Most of us understand yoga as a relaxation technique and a way to improve health and body flexibility. Yoga is not just about the body. It’s a way of living and its goal is to lead the individual to self-realisation and to ultimately unite the individual with the divine.
Sage Pathanjali, in his text yoga sutras, prescribes an eight-fold path (Ashtanga Yoga. The process of Ashtanga Yoga is revealed by Sage Patanjali in his Yoga Sutras and not to be confused with the physical practice of Ashtanga Yoga.) to achieve this goal.
When we understand the greater purpose of yoga, we realise that the asanas or postures that most yoga practitioners focus on is just a small part of the yoga journey. Yamas are the first limb of Ashtanga Yoga and form its moral foundations.
What are Yamas?
Yama means moral discipline. Five Yamas form the first limb of ashtanga yoga. They are things that we must refrain from doing. They are designed to make our lives better, more satisfying and improve our relationships with other creatures and the world around us.
The Five Yamas
1. Ahimsa (don't be needlessly violent)
We must have compassion for all creatures and should not cause needless pain and suffering for anyone including ourselves. When we talk about pain here, it includes both physical and mental pain.
If we crush a bug under our feet or intentionally hurt ourselves, we are causing physical pain and harm. When we yell at someone or frighten an animal, we are causing mental anguish. When we cloud our minds with negative emotions, we are disturbing our mental peace. All these are forms of violence.
We must learn to feel the pain of all creatures and be compassionate. That said, it’s important to understand that most living things have to be violent to some extent to stay alive. We cannot survive without eating and most of our food comes from violence to plants and animals. A soldier doing his duty may have no option but to cause harm to his opponent. So, the essential test of Ahimsa is whether violence when resorted to is absolutely essential and in proportion.
2. Satya (don't ignore the truth)
Satya in Sanskrit means truth, although it has a much deeper meaning. It comes from the root 'Sath', which means that which is stable and unchanging. According to Hinduism, there are only two things that never change and they are beyond space, time and our senses. One is the Athma (soul) and the other is Paramathma (God, the creator).
We must be honest with ourselves and others. We must also understand the truth about the limits of our body and respect them. Instead of reacting impulsively in a situation, we should try to seek the truth and identify the root cause of any problem. Again, a sense of balance is needed here. When being honest will cause harm to someone and not reacting is a harmless option, it’s better not to react.
3. Astheya (don't steal)
We should not take what does not belong to us whether it’s a material object or a benefit that should go to someone else. Here are some common examples of stealing in everyday life.
a) Taking or using something that does not belong to us without the owner’s consent.
b) Jumping in ahead of others in a queue.
c) Parking in someone’s parking slot without their consent.

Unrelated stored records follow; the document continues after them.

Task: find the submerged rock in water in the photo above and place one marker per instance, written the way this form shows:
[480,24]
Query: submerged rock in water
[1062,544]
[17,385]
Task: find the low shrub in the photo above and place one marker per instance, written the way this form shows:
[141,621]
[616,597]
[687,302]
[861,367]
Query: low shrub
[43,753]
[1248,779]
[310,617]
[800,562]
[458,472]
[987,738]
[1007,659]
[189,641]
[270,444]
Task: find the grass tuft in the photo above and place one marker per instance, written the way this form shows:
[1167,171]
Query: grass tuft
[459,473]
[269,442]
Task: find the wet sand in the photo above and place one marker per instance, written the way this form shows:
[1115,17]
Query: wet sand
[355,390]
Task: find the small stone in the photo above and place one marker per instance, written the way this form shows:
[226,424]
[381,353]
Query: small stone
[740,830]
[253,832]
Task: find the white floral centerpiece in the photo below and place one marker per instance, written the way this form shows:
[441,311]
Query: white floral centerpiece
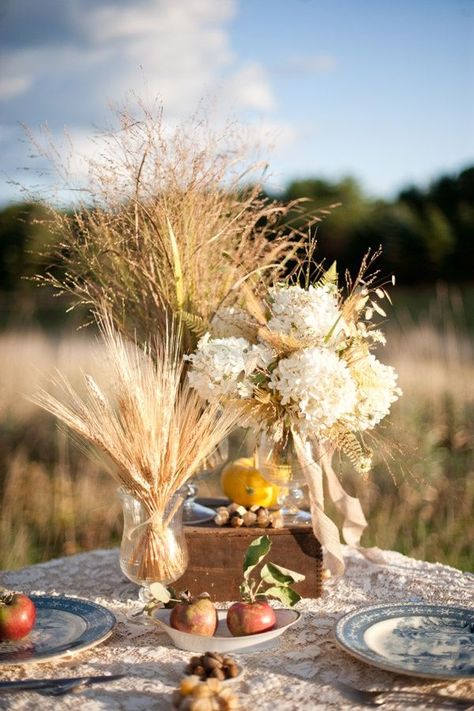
[298,363]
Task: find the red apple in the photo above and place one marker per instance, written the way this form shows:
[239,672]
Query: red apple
[17,616]
[197,616]
[250,618]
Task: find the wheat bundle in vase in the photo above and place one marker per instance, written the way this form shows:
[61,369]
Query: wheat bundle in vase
[155,430]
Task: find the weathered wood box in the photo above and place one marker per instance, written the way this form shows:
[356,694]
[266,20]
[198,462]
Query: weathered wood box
[216,556]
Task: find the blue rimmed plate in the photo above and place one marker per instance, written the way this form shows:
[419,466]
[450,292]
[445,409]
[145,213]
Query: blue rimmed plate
[419,639]
[64,626]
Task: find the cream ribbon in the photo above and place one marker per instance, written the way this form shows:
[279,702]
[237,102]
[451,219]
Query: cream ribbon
[326,530]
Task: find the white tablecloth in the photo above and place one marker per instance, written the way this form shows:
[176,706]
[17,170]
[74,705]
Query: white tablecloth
[296,676]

d) Paying a bribe to get a benefit that we don't deserve or accepting a bribe to give a benefit to someone at the cost of another.
e) Using unfair means in an examination to get ahead of others.
4. Brahmacharya (celibacy - don't be obsessed with pleasure)
Celibacy literally means abstaining from sexual relationships, but that would bring the world to an end. Here, it means avoiding obsession or addiction to anything (not just sex). Obsession can be with anything in our lives like mobile phones, social media, internet and food. Obsession zaps our resources leaving us with less energy and time to do more productive things. In short, we must lead a balanced life where everything has its time, place and its limits.
5. Aparigraha (don't be greedy and don't be attached)
We should take only what we need from nature and avoid grabbing or hoarding more than what we need. We should not be attached to health, wealth or any other possessions. Nature can take it away from us at any time. We should be result oriented, but should never be attached to results. We must do everything sincerely to the best of our ability without worrying about success or failure.
Yoga is not just a physical technique to improve body flexibility, health or the mind. It’s a way of life that has a far greater purpose. While it’s perfect to start with asanas or postures, to fully benefit from yoga, we must master and practice each one of the limbs in the eight-fold path prescribed in Ashtanga yoga. Yamas are the first limb of this path. They are designed to make us better human beings who understand their place in the creation and their relationship to God.